Ankylosing Spondylitis: How Diet Can Affect Your Condition
Ankylosing spondylitis is a type of arthritis. It is a chronic inflammatory disease that affects the lower part of the spine, resulting in pain, stiffness, and decreased mobility of the spine. Surrounding joints, such as the sacroiliac joint (the lower part of the spine where it joins to the hips) and neck may also be affected. This painful condition can cause bone erosion, increased bone formation in the spine, and can lead to deformity of the spine in advanced stages. While there is no cure for ankylosing spondylitis, what you eat can dramatically affect the way you feel and minimize some of the side effects of this condition.
The best foods to eat
An anti-inflammatory diet rich in heart-healthy fats and fresh fruits and vegetables is the best type of diet to help manage the symptoms of ankylosing spondylitis. HealthCentral breaks down specific foods and why they are important to include in your daily diet:
Omega-3s: There is significant evidence that a diet rich in omega-3 fatty acids can improve symptoms caused by inflammation. Fatty fish, such as Alaskan salmon, herring, mackerel, anchovies, and sardines are the best fish sources of omega-3s. Flaxseeds, walnuts, chia seeds, and oils such as canola, soybean, and walnut are also good sources of this healthy fat. Look for foods that have been fortified with omega-3 fatty acids, such as eggs, soymilk, yogurt, and juices.
Fresh fruits and vegetables: Brightly colored vegetables, such as spinach, kale, broccoli, carrots, grapes, bell peppers, oranges, and tomatoes are rich in antioxidants that have numerous health benefits, including disease prevention and reduced inflammation from chronic disease. Think about “eating a rainbow” of colors from these food groups each day.

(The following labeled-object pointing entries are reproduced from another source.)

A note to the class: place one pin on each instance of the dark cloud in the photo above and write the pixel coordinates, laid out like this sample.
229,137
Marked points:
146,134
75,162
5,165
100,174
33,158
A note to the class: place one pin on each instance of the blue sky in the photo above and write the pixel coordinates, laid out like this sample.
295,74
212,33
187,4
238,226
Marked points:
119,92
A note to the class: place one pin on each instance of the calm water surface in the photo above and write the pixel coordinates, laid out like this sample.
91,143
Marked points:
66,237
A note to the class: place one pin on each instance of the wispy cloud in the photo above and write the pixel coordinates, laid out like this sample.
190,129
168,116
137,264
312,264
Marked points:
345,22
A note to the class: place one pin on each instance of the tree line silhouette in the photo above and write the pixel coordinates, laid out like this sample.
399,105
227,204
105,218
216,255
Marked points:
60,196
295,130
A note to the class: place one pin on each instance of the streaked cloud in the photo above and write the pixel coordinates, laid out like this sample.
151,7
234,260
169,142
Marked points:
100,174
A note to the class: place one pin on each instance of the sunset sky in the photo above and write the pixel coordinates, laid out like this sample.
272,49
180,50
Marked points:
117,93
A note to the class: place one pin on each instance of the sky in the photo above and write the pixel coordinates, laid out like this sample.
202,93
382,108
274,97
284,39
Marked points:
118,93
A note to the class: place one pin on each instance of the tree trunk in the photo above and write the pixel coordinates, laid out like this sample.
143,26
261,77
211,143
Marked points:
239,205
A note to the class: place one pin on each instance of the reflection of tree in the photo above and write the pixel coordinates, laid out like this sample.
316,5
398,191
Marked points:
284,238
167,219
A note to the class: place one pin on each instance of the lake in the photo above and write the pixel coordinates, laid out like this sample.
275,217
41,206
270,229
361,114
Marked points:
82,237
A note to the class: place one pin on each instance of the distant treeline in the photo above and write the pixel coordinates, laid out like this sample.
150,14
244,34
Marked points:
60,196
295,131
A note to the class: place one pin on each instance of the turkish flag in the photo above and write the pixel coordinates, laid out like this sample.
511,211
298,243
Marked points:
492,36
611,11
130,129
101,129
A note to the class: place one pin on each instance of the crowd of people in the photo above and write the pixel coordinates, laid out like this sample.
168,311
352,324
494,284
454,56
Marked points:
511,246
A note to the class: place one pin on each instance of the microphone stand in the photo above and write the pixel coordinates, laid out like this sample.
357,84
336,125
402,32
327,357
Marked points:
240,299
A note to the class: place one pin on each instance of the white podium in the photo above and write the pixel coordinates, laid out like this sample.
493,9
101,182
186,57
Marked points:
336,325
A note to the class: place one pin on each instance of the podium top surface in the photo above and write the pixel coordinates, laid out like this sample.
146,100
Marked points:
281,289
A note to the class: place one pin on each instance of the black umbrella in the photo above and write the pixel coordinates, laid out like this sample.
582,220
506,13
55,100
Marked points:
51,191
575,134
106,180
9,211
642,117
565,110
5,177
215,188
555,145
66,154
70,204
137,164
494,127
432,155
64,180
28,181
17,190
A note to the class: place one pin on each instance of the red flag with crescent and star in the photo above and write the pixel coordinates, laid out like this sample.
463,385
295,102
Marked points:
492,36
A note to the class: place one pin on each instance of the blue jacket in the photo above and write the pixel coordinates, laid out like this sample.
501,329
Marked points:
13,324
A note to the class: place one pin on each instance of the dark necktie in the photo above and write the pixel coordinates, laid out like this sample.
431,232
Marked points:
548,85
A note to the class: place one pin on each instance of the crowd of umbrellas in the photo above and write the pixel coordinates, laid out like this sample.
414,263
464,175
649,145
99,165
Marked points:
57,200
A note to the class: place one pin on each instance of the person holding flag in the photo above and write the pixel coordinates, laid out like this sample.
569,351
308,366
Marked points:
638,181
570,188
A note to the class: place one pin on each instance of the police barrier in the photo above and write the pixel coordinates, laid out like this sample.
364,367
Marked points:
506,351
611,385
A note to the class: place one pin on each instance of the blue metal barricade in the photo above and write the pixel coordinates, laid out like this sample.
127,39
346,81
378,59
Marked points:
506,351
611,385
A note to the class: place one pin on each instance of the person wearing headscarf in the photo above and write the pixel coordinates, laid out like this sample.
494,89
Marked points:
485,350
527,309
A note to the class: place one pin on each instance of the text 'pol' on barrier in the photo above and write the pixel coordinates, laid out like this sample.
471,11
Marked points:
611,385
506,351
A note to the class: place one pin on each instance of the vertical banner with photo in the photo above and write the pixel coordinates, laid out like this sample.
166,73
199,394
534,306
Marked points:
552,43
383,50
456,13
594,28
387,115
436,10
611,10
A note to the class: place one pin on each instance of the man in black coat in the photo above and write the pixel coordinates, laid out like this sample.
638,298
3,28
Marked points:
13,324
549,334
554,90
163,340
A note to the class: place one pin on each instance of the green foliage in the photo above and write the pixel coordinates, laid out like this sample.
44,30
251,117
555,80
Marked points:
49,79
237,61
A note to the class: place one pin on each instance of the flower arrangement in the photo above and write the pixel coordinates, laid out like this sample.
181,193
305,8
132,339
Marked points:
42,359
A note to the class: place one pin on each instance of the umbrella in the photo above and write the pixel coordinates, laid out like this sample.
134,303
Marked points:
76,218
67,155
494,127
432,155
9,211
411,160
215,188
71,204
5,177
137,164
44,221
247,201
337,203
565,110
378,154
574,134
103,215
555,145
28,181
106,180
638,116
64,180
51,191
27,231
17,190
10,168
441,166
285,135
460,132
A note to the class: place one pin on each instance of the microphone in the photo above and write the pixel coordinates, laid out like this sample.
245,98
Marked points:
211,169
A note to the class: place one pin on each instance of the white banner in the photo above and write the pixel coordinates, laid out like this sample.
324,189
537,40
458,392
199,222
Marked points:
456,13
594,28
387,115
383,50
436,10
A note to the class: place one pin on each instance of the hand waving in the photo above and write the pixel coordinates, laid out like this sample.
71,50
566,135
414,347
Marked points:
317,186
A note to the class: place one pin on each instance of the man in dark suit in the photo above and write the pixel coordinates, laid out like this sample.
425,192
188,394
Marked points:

Foods rich in calcium and vitamin D: Calcium and vitamin D help to build strong bones, which is essential since people living with ankylosing spondylitis are at high risk for osteoporosis. The best sources of calcium are low-fat dairy products, including milk, cheese, and yogurt. Vegetables such as kale and broccoli are also good sources, and fish with soft, edible bones (like sardines and canned salmon) also contain calcium. Many products such as bread, cereal, pasta, and juices are now fortified with calcium. Milk substitutes, including almond and soymilk, contain even more calcium than a glass of milk. To get more vitamin D in your diet, consume dairy products that are fortified with vitamin D. Fatty fish, egg yolk, butter, margarine, and fortified cereals are also good sources of vitamin D.
Foods to avoid
Processed foods and refined carbohydrates: Eating fewer processed foods and eliminating refined grains from your diet can help to reduce chronic inflammation. Cutting back on simple carbohydrates found in white bread and refined grains and cereals can help you to identify if these foods may be contributing to inflammatory symptoms. Choose complex carbohydrates (like whole grain cereals) that are higher in fiber and protein over simple carbohydrates made from refined white flour (such as white bread, chips, crackers, and snack foods).
Sugar: A high-sugar diet has been linked to chronic inflammation, in addition to other health problems, such as cardiovascular disease and diabetes. Sugar is hidden in many packaged and processed foods and is often hard to identify. Common names for sugar added to foods include fructose, maltose, sucrose, lactose, and dextrose. Sugar is also found in ingredients such as cane juice, fruit juice concentrate, corn syrup solids, malt syrup, and honey, so be sure to read labels to identify hidden sources of sugar.
Red and processed meat: Avoid consuming red meat (beef, lamb, and pork) and processed meats (bacon, hot dogs, salami, sausage, and ham), since intake of these meats has been linked to increased inflammation in the body.
High-fat foods: The Arthritis Foundation recommends avoiding high-fat foods, especially foods high in trans-fat and saturated fat, since they can contribute to inflammation. Avoid red meat, full-fat dairy products, and packaged snacks and sweets to limit your intake.
High-sodium foods: A high-sodium diet has been linked to chronic inflammation and autoimmune disease, so it’s wise to avoid excess salt in your diet. Limit packaged, processed, and canned foods as well as condiments and sauces with added salt.
The bottom line
While there is no cure for ankylosing spondylitis, diet may impact how you feel while managing your condition. Maintaining a healthy weight is critical, since excess weight can lead to increased stress on your joints. Being overweight is also a risk factor for osteoporosis. If you need guidance on managing your symptoms through diet or need help with weight loss, seek the advice of a registered dietitian.